What else? (C) and (D) go together--(C) speaks of becoming wholly and fully human and (D) gives the content, as one becomes fully human after the pattern of Jesus. Presumably patterning oneself after Buddha or Paul, Gandhi or Stephen--all that is good, but why drive a Pinto when you can go with the Rolls? I.e the pattern for her, the supreme pattern, is set Christ's human life: imitate this.
Putting (A)-(D) together, you might picture a reluctant atheist who nevertheless desires a relationship with God (perhaps even crying out: help my unbelief!) and in this desire is led to pattern his life after that of Jesus in the synoptic Gospels, even though he thinks Jesus is not God.
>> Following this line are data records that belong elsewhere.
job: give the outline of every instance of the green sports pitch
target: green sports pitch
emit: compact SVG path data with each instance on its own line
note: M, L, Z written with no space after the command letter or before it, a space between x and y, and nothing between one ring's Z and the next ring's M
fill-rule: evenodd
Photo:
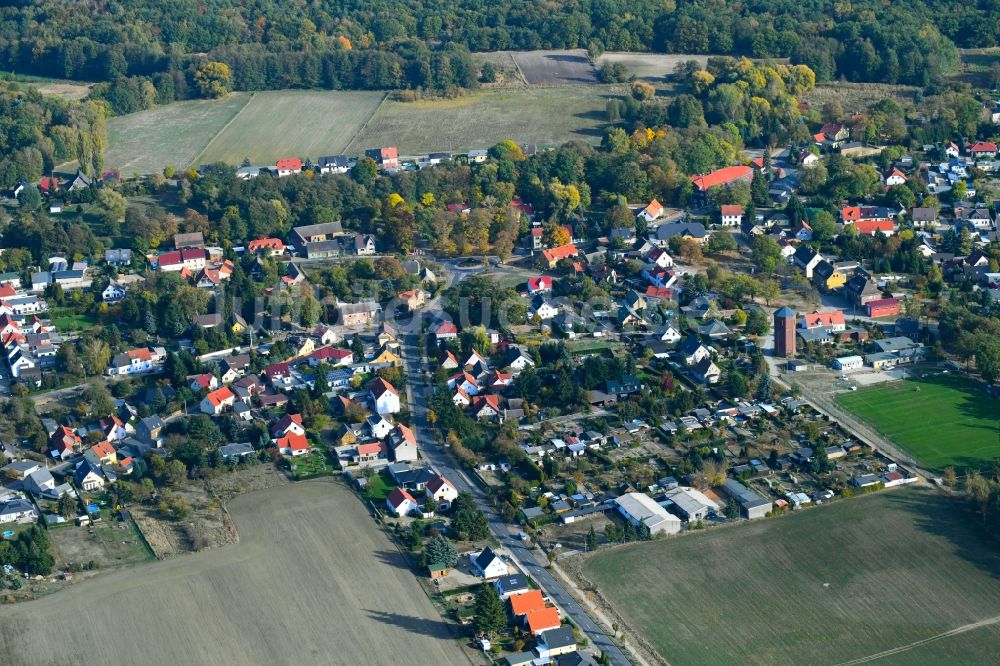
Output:
M837 402L929 469L983 468L1000 458L1000 400L961 375L928 371Z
So far, such a one on Schori's understanding could count as Christian, I think.
You might even picture a rigidly devout pagan in Julian's day who does (A)-(D) without having Jesus in mind at all--he just happens while having a Stoic or Cynic sage in mind to be following a pattern substantially like that of Jesus in the synoptics--even such a one could be Christian.
Look at (E) and (F); whence the pattern to follow? One learns the right patterns from experiencing and being affected by God at work in the lives of others: i.e. mimesis. God may be at work in a number of ways--through those preaching Jesus, through those working for the MDGs who are atheists. Either way, patterns become actual in such work, contagious, infectious patterns which are the stuff of transformation, which are the stuff from which God gets Christians even without conscious assent. That is to say in churchyspeak, God's grace overflows the exterior acts of faith in confession, indeed grace is like floodwater, waves of anointing oil, in relation to attempts that aim to cage the Spirit in confessions and tests of conscious obedience.
The "broader construction" Schori speaks of is, I am just about sure, the Inclusivist reading of John 14:6. The points in (A)-(F) give the lie to hollow chatter among Anglicans who pretend clarity on Schori's being somehow unorthodox; Schori seems to have a very firm, concrete sense of what inclusivism comes to in the world here and now.